Quantum Chemistry Calculations of Circularly Polarized Luminescence (CPL): From Spectral Modeling to Molecular Design

Circularly polarized luminescence (CPL)─the emission of circularly polarized light from luminescent chiral nonracemic matter─has garnered unprecedented attention in the past decade. Once a niche technique used for the characterization of excited states, CPL has evolved to a powerful and widespread tool for developing functional materials with multiple applications. The development of novel CPL emitters is costly and time-consuming because the key CPL quantities (dissymmetry factor, glum, and CPL brightness, BCPL) often elude simple structure-to-property relationships based on existing knowledge. Today, research in the field is aided by quantum chemistry calculations which offer insight into CPL properties and serve as a predictive tool for the rational design of efficient CPL-active materials.

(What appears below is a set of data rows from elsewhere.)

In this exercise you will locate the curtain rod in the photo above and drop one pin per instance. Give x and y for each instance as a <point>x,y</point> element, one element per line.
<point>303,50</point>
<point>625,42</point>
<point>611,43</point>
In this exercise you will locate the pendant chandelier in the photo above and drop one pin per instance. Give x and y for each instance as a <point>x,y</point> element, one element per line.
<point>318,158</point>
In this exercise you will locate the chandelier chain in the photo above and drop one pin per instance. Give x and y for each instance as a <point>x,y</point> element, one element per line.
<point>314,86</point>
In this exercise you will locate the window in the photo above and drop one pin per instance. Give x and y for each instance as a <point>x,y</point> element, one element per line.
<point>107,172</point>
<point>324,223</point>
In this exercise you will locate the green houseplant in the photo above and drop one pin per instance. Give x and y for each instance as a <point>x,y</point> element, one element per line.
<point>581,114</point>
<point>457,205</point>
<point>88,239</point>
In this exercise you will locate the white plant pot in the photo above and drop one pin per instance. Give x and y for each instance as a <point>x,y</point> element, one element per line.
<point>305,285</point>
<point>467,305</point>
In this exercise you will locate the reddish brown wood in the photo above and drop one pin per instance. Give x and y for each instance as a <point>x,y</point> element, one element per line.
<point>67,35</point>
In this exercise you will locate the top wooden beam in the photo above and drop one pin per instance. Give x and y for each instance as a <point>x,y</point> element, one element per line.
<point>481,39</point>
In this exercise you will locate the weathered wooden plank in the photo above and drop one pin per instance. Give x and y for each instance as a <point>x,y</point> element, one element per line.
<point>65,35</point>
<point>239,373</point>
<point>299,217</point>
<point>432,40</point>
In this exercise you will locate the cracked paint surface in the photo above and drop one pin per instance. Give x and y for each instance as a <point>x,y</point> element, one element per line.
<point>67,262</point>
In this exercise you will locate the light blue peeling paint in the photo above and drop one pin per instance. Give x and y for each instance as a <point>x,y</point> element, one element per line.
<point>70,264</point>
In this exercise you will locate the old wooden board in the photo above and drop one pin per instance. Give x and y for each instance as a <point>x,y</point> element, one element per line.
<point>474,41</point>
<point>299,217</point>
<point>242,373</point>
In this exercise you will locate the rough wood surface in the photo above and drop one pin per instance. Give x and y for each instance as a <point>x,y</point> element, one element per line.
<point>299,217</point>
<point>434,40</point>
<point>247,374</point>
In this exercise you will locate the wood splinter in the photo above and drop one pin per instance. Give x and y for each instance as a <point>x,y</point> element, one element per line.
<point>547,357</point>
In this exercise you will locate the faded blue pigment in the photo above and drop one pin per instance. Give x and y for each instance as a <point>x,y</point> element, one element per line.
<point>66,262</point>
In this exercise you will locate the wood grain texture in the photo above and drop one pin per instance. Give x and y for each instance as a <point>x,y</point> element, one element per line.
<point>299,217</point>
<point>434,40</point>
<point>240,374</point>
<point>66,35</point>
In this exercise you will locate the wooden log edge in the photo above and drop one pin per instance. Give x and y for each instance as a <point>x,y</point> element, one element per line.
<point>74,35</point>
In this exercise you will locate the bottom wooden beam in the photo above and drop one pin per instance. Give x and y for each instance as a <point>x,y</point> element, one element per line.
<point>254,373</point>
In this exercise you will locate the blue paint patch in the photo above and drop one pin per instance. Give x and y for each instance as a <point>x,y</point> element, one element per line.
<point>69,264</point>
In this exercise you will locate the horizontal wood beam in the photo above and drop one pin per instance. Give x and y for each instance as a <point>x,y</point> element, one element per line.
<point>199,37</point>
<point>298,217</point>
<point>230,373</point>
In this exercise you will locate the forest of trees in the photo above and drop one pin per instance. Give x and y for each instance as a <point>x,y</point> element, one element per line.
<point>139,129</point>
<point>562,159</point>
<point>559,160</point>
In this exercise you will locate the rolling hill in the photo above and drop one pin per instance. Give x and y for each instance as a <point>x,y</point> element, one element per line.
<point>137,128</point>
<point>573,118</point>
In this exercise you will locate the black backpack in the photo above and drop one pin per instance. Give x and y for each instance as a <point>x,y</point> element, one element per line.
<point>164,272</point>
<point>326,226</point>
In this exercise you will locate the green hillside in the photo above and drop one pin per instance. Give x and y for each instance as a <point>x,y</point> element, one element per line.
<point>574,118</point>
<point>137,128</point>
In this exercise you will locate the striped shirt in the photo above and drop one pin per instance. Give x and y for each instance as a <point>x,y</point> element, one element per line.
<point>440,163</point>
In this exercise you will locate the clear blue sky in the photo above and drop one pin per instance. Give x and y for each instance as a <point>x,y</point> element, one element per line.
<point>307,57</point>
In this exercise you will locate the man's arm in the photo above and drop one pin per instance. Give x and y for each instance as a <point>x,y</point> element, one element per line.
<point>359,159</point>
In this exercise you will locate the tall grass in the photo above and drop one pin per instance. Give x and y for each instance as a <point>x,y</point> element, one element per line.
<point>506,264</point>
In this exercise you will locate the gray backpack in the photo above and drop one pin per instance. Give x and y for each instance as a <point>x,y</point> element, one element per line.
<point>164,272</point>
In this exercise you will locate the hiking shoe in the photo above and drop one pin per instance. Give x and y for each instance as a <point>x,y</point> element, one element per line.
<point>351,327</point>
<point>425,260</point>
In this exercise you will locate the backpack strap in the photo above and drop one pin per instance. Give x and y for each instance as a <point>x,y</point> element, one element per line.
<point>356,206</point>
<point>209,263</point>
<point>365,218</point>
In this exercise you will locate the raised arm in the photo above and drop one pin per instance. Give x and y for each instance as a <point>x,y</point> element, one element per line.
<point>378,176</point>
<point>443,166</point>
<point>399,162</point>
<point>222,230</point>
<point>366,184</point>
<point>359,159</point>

The present review is divided into three sections: (1) a comprehensive presentation of the theoretical foundation of CPL calculations, electronic structure description, environment effects, vibronic modulation, band shape broadening, and aggregate simulation; (2) an extensive literature survey, organized according to a structural criterion; and (3) a critical reassessment of literature data, accompanied by a statistical analysis, aimed at offering the best practices for accurate CPL calculations and identifying the key structural and electronic features that enable the simulation-guided design of novel CPL emitters.